You can see that the API is just one of many measures of student achievement. The one-number score, or some new equivalent, could become part of a much broader report card for school districts and schools.
California's Eight State Priorities and Required Outcome Measures
Over the next year, the State Board of Education will be designing that report card, which should help districts and communities evaluate schools’ progress and identify areas for improvement. The official label for this work is the LCFF Evaluation Rubric.
Goals of the LCFF Evaluation Rubric:
More information about the rubric and its development is available here.
State leaders want your opinions about this. During the month of September, 2014, the State Board of Education is holding four meetings to gather public input. They will also take comments online from September 18 to 22; details here.
If you plan to participate you might want to spend a bit of time reading and thinking about how school success can and should be measured.
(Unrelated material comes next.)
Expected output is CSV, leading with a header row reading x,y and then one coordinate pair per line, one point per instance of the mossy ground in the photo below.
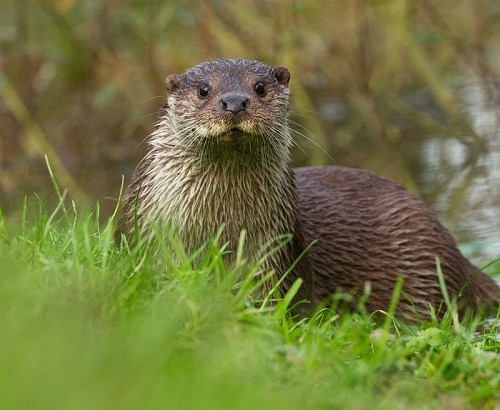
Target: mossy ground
x,y
88,325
A great place to start is Chapter 9 of Ed100.org.
As the state’s Evaluation Rubric work gets underway, I keep wondering whether it will produce a measure of school and district quality that has meaning for the general public and for most of the folks actually working in schools.
Maybe it will be a bit like those old elementary report cards that give students one of three marks. That seems like a simple enough concept. Or maybe while the state’s evaluation and accountability process takes all eight state priorities into account, a single number measure will still be the most important thing—a bigger, brighter API.
I can’t help but worry that all of this new accountability work is just tinkering around the edges. Will it really help teachers prepare kids better for their futures?
If you want to join me in thinking more deeply about what kind of state accountability system could have that effect, I invite you to take a look at the report Fixing Our National Accountability System. The report’s author, Marc Tucker, is president of the National Center for Education and the Economy (NCEE). I consistently find him to be a thoughtful and well-informed voice in the discussion about how to improve our schools. At the risk of oversimplifying, his prescription is to create an accountability system that depends a lot less on test scores, instead creating other “very strong incentives for all teachers to work hard and constantly to improve their professional competence or get out of teaching.” His report is interesting reading.
*Mary L. Perry, an independent education consultant in California, helped with the writing and editing of Ed100. Her knowledge of education issues and policies, particularly school finance, was developed during the 18 years she served as deputy director of EdSource, as a local school board member, and as an active parent while her children attended public schools in San Jose.